The company, which has more than 2 billion monthly users, said its members, not experts or Facebook executives, would determine how news outlets rank in terms of trustworthiness. It also said it would put an emphasis on local news sources.
The move is likely to send shockwaves through the media landscape in nearly every country, given the ubiquity of the world's largest social network and how central it has become in some places to the distribution of news.
Zuckerberg said on Friday he expects recently announced changes to shrink the amount of news on Facebook by 20 percent, to about 4 percent of all content from 5 percent currently.
The chief executive outlined the shakeup in a post on Facebook, saying that starting next week the News Feed, the company's centrepiece product, would prioritise "high quality news" over less trusted sources.
"There's too much sensationalism, misinformation and polarization in the world today," Zuckerberg wrote.
"Social media enables people to spread information faster than ever before, and if we don't specifically tackle these problems, then we end up amplifying them," he wrote.
The quality of news on Facebook has been called into question after alleged Russian operatives, for-profit spammers and others spread false reports on the site, including during the 2016 U.S. election campaign.
Two years ago, Facebook users saw hoaxes saying Pope Francis endorsed Republican Donald Trump for U.S. president and that a federal agent investigating Democrat Hillary Clinton was found dead. Facebook initially proposed fighting false stories by letting users flag them.
The change will affect not only links posted by news outlets but also news stories that individuals share, Facebook said.
News organizations immediately began considering how they would fare in the ranking.
FIGHTING FAKE NEWS
The trust ranking will help to address fake news stories, said David Chavern, president of the News Media Alliance, a trade group for old-line U.S. newspapers.
"For some time, we have argued that Facebook should give priority to news from trusted sources," he said in a statement.
Tom Gara, opinion editor at BuzzFeed News, wrote on Twitter that he expected partisan outlets to fare worse: "This sounds like extremely good news for news publishers that aren't hated by one side or the other."
Facebook has had a stormy relationship with news organizations, especially those with strong political leanings. In 2016, Republican U.S. lawmakers expressed concern that Facebook, based in liberal Northern California, was suppressing news stories of interest to conservative readers.
Facebook said that ranking by trustworthiness was not intended to directly impact any specific groups of publishers based on their size or ideology.
Zuckerberg said he settled on the idea of surveying Facebook users after rejecting having the company itself rank news outlets' trustworthiness.
"We decided that having the community determine which sources are broadly trusted would be most objective," he wrote in his post.
Facebook said it did not plan to release the survey results because they will represent an incomplete picture of how a story's position in a person's feed is determined.

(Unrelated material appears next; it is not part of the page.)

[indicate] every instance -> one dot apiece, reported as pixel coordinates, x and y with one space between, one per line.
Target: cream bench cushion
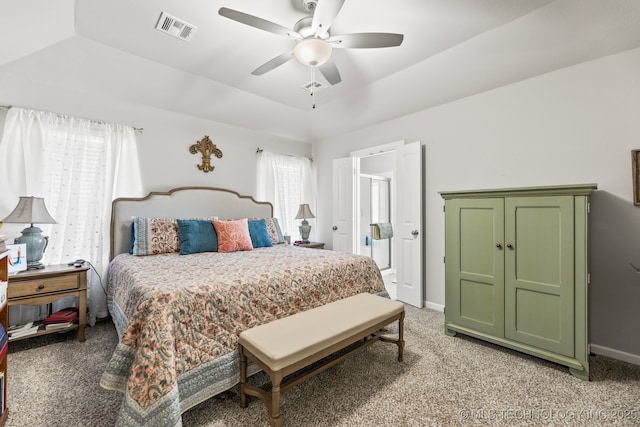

Many factors determine where a post appears in a Facebook user's News Feed such as subject of the post, who wrote it and who is commenting on it.
Last week, Zuckerberg said the company would change the way it filters posts and videos on News Feed to prioritise what friends and family share.
News Corp (NWSA.O), owner of the New York Post and other outlets, responded to the earlier Facebook announcement with a pledge to look for "any signs that the weighting of news sites is politically motivated."
The Rupert Murdoch-led company had no immediate comment on Friday.